Un peu plus tard, nouvelle boite à livres : j'y trouve plusieurs volumes de SAS, série déjà croisée de nombreuses fois auparavant. (200 volumes et 150 millions d'exemplaire vendus, dingue, non ?) Ayant été parfois surpris par ces séries pulp à rallonge, notamment James Bond et Doc Savage, je feuillette un volume. La prose m'étonne par sa qualité. Allez, j'en empoche un, mais juste un. Berlin : Check Point Charlie publié originellement en 1973. Et je commence à le lire. Eh bien, ce n'est pas mal, pas mal du tout. Le premier chapitre pose le ton et les enjeux tout en présentant d'une façon crédible le Berlin terriblement séparé en deux à travers la perspective d'un personnage piégé qui n'aspire qu'à fuir à tout prix ce système écrasant.

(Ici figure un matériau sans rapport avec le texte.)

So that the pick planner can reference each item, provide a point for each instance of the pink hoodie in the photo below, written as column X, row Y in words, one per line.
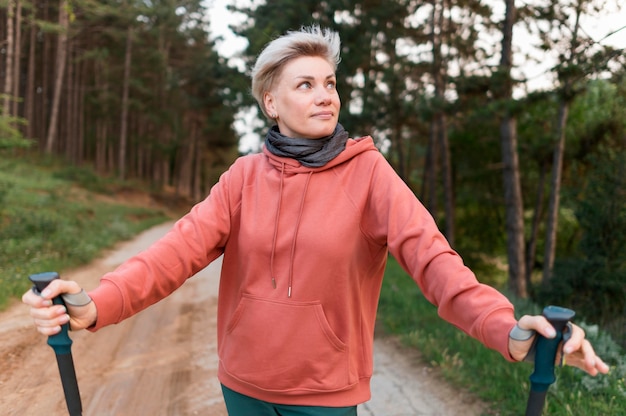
column 304, row 251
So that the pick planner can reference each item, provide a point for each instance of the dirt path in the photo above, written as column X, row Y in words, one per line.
column 163, row 361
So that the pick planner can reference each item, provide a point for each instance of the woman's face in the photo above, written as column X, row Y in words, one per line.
column 304, row 99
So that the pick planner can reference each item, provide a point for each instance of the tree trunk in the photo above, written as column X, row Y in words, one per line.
column 124, row 115
column 17, row 57
column 557, row 166
column 531, row 250
column 439, row 118
column 553, row 208
column 29, row 102
column 60, row 72
column 8, row 68
column 514, row 217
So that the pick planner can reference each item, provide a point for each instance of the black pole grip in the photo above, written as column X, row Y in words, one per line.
column 545, row 357
column 61, row 343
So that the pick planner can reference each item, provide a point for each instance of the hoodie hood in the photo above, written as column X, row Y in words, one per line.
column 289, row 166
column 353, row 148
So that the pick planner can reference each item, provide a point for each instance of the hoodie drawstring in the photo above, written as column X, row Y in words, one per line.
column 280, row 199
column 295, row 234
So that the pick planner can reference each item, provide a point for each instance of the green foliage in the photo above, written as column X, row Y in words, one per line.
column 10, row 136
column 600, row 270
column 504, row 386
column 51, row 223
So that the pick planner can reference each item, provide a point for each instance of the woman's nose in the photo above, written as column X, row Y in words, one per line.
column 323, row 96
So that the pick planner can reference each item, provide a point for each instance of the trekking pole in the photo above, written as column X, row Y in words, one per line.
column 545, row 356
column 61, row 343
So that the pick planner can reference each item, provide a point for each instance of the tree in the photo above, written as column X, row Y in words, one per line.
column 9, row 66
column 59, row 74
column 579, row 60
column 514, row 206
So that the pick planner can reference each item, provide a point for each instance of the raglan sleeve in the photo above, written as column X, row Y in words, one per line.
column 415, row 241
column 194, row 241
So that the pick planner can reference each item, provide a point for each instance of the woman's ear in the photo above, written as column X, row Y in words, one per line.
column 268, row 102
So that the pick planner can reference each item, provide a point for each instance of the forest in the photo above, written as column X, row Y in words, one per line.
column 534, row 179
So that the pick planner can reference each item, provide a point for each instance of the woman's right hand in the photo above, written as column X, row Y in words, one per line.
column 49, row 317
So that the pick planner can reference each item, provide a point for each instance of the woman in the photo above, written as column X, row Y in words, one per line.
column 305, row 228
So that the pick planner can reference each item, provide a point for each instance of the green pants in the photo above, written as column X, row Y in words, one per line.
column 240, row 405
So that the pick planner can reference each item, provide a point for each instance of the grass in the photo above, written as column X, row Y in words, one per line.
column 53, row 217
column 504, row 386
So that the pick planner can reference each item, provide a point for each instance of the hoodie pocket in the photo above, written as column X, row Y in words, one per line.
column 285, row 347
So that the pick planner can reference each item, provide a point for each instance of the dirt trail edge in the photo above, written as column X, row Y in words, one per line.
column 163, row 361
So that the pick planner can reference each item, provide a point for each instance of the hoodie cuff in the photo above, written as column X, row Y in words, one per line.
column 109, row 304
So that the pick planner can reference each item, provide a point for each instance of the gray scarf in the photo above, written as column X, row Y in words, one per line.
column 311, row 153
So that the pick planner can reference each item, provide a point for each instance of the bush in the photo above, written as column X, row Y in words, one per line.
column 595, row 282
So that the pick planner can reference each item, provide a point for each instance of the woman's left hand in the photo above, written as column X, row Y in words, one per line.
column 578, row 350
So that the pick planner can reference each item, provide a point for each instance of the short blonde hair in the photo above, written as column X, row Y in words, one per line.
column 308, row 41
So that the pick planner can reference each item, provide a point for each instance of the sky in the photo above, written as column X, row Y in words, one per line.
column 538, row 73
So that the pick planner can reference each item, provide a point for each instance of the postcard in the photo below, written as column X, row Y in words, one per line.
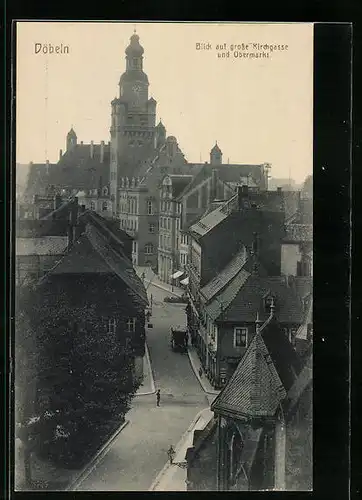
column 164, row 256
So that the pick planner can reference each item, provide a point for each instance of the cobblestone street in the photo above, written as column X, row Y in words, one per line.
column 139, row 453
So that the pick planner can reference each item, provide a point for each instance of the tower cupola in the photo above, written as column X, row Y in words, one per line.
column 71, row 139
column 216, row 155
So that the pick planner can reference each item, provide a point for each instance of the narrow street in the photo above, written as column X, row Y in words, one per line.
column 139, row 452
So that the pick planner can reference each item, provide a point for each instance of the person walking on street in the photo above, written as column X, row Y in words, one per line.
column 171, row 453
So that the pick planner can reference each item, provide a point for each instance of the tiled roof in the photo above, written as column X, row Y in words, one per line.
column 204, row 225
column 221, row 303
column 302, row 332
column 225, row 276
column 254, row 389
column 93, row 254
column 286, row 360
column 81, row 259
column 35, row 228
column 75, row 169
column 299, row 233
column 179, row 182
column 226, row 173
column 302, row 382
column 47, row 245
column 243, row 299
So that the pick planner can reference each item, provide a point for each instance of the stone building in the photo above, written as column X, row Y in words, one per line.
column 261, row 434
column 186, row 198
column 81, row 167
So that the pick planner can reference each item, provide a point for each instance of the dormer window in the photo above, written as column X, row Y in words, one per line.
column 269, row 300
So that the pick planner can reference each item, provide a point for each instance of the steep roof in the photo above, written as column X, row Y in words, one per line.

Par la suite, les poncifs apparaissent, essentiellement en ce qui concerne le héros beau gosse, riche, courageux, invincible et terriblement charmeur. De même pour les personnages féminins, tous très sexualisés et se jetant dans les bras virils de notre héros. Mais à part ça, le niveau est plus que respectable. Il n'y a pas de scènes d'action à rallonge, au contraire, le ton est étonnamment sobre, malgré les scènes érotiques gratuites. L'auteur développe progressivement sa trame et le terrain de jeu qu'est le Berlin de la Guerre Froide jusqu’à un final explosif, efficace et bien amené par tout ce qui a précédé.
Évidemment, c'est un peu inconvenant sur les questions de genre et d’ethnicité, mais en même temps, on ne peut pas reprocher à l'auteur de manquer, disons, d'inclusivité ! Origines ethniques et orientations sexuelles, c'est varié. De même pour l'écriture des personnages féminins, tous objectifiés et sexualisés : certaines sont clairement rabaissées, mais en même temps d'autres jouissent d'une très forte indépendance sexuelle et psychologique, sans compter la principale "héroïne" qui est flamboyante dans tous les sens du terme, fait preuve d'une résilience à toute épreuve et d'une remarquable force de caractère.
Bref, il me semblait inévitable d'évoquer ces choses-là, mais ce qui importe vraiment, c'est sans doute le talent avec lequel l'auteur développe clairement et progressivement sa trame et son contexte géopolitique. Le fait est qu'on s'y croit, à Berlin : l'horreur du mur, le désir de fuite de ceux de l'Est, le fanatisme des convaincus, la colère de ceux de l'Ouest, la violence répressive et l'inefficacité de la dictature communiste... Sous le vernis à paillettes du pulp, il y a une véritable conscience des horreurs de cette réalité géopolitique et une honnête tentative de les dépeindre sérieusement.
En somme, j'ai été impressionné. Certes, relativement impressionné : ça reste assez léger, bourré de clichés et de poncifs, et je ne doute pas qu'en lisant quelques autres tomes la recette deviendra bourrative. Néanmoins, dire que ce gars a écrit quatre de ces romans par an pendant des décennies et parvenait à un niveau aussi respectable... Je suis impressionné par son talent d'écrivain.